Christian Rioux (encore !)
La boucherie comme spectacle
par Claude Rioux
Dans un texte où il se porte à la défense de la corrida [1], le chroniqueur Christian Rioux enjoint les opposants de cette mise à mort à s’incliner devant « l’émotion esthétique que procure la vue d’un homme seul devant la mort […], car le taureau n’est pas immolé puisque le matador risque sa vie ». Or, rien n’est plus faux que ce mythe du « combat loyal ». En effet, avant que le matador n’entre dans l’arène, le picador enfonce une lance (jusqu’à 30 cm de profondeur) et fouille la plaie, afin de cisailler le ligament de la nuque et contraindre l’animal à baisser la tête.

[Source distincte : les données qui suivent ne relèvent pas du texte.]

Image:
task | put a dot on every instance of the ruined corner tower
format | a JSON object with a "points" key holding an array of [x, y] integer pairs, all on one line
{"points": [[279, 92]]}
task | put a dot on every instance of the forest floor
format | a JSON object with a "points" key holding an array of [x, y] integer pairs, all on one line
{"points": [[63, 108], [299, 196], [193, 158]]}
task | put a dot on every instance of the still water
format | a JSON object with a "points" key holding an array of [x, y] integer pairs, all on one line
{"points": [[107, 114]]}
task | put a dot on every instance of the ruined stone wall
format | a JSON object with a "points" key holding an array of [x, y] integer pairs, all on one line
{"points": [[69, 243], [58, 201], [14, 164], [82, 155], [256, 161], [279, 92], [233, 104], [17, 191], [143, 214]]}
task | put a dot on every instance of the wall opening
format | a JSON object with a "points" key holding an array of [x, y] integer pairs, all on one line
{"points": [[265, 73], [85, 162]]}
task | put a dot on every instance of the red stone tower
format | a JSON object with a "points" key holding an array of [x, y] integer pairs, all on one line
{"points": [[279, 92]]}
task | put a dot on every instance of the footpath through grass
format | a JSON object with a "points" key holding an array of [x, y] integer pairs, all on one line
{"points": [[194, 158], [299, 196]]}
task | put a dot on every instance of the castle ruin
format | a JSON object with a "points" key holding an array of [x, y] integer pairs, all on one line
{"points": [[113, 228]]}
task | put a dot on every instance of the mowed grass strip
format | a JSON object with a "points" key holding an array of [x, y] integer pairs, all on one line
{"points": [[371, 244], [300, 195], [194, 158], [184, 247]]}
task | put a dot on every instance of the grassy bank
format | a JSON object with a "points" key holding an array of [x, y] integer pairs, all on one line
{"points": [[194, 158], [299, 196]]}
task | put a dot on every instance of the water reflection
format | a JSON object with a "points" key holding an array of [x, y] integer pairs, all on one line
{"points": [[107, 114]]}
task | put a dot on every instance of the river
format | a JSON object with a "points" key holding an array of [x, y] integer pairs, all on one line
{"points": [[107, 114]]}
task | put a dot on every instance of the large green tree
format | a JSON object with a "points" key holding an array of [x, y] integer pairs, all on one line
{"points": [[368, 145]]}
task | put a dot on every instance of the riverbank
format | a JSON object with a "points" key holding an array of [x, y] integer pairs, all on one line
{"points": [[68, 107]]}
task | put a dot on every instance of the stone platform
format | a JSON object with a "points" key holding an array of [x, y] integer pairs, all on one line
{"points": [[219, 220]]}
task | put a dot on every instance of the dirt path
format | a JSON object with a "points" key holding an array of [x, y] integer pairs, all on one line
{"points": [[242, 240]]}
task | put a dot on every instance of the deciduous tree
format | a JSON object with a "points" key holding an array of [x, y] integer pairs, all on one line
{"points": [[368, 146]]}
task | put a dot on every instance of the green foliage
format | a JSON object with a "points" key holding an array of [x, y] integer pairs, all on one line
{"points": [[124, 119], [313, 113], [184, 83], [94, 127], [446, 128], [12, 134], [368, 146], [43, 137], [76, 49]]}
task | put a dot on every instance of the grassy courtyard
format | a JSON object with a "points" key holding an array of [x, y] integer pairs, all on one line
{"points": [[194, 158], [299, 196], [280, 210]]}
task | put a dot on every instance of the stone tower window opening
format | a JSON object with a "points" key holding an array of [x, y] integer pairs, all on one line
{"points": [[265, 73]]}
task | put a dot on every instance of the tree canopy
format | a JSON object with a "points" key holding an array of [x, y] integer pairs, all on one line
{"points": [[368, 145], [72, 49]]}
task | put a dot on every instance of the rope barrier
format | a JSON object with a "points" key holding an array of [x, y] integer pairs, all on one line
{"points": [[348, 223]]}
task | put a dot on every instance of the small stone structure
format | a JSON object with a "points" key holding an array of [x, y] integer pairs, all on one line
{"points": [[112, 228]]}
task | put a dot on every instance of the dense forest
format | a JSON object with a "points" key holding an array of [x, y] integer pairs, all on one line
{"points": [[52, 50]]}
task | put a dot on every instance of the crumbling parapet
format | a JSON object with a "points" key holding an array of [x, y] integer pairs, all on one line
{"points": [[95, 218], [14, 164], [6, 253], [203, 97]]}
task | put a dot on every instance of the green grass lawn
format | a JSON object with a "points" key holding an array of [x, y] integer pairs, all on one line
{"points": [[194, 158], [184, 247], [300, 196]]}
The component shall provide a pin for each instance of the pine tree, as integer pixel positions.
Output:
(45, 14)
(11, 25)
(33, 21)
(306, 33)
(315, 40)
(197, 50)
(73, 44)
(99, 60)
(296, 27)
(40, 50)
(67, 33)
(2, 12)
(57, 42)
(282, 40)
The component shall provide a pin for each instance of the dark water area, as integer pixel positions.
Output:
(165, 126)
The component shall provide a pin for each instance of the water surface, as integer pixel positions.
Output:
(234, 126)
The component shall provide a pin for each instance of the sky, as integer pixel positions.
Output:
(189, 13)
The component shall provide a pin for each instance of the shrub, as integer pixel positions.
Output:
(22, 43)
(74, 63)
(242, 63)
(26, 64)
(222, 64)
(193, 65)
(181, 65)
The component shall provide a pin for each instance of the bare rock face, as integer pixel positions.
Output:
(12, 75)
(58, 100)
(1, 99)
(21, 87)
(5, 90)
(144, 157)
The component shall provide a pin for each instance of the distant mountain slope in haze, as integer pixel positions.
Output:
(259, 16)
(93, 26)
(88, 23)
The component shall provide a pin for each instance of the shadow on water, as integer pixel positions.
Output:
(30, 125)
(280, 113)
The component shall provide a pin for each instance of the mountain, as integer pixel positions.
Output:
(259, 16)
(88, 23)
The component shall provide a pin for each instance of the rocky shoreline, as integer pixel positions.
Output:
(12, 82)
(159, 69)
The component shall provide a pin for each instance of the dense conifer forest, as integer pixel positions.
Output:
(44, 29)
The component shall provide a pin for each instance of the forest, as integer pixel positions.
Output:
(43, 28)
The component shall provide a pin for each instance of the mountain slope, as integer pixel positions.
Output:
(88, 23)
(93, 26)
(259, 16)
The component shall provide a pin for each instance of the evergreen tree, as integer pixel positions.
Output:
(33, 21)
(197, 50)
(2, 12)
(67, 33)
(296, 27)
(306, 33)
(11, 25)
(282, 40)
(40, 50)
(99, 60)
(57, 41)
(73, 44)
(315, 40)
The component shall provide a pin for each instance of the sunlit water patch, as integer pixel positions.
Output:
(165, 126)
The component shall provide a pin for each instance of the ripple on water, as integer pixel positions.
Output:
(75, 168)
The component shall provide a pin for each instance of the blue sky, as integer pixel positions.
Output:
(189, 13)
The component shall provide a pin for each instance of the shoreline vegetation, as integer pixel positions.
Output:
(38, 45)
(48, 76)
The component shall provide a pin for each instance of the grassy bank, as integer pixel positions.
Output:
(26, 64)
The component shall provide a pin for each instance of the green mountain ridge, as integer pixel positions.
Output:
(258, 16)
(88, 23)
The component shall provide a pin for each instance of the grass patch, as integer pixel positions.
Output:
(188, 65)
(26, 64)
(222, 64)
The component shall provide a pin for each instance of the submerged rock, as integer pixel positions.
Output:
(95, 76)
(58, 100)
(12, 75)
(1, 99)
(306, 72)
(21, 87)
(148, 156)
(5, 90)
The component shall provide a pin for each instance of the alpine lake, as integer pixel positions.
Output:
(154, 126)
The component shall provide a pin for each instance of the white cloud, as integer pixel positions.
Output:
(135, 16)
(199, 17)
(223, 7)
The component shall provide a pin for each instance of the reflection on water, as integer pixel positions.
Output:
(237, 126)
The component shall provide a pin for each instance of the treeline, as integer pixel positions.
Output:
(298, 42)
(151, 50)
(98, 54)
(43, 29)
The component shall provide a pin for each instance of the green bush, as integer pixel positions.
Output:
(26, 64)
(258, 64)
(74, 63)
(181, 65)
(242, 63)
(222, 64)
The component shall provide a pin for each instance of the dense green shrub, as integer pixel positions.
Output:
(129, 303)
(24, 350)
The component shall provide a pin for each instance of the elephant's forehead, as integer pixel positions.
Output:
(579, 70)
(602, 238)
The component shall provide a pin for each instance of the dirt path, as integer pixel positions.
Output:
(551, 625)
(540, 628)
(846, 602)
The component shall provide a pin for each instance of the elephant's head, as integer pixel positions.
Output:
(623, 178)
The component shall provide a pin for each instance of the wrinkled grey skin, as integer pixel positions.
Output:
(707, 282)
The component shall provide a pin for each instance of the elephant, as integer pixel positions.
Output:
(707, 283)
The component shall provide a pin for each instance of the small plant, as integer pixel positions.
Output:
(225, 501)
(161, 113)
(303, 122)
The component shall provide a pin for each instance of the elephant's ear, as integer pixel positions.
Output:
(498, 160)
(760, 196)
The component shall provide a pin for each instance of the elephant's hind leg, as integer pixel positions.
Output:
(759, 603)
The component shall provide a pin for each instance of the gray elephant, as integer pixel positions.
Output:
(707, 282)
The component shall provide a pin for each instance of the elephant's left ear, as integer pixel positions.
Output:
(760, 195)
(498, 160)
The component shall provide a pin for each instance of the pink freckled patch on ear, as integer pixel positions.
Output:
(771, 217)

Arrive ensuite le banderillero, qui ouvre la blessure en y plantant six harpons de quatre à sept cm que l’on nomme pudiquement les banderilles. Le taureau dit « de corrida » n’est pas un « fauve », mais un animal domestique et herbivore de surcroît. Il ne devient dangereux qu’enfermé dans une arène où coups et blessures l’obligent à se défendre. De plus, des autopsies pratiquées sur des bêtes sacrifiées à la bêtise ont démontré qu’on leur administrait des sédatifs et des tranquillisants. « Les taureaux de combat ont pour terrain de jeu les meilleurs pâturages », enchaîne le chroniqueur. C’est à se demander s’il n’est pas jaloux du dernier repas – gratuit, et à volonté ! – du condamné à mort… En conclusion de sa sanguinolente défense de la torture tauromachique, l’esthète laisse la place au moraliste : « Dans cette quête d’une société aseptisée et propre que mènent certains militants inspirés, la corrida pourrait bien être la prochaine victime. On s’étonnera ensuite que des milliers de jeunes de banlieue en mal d’émotions fortes brûlent des voitures le dimanche soir en bas de leur immeuble. À une autre époque, ils se seraient mesurés à un bétail de 600 kg autrement plus vigoureux qu’un jeu vidéo. » Sans commentaire.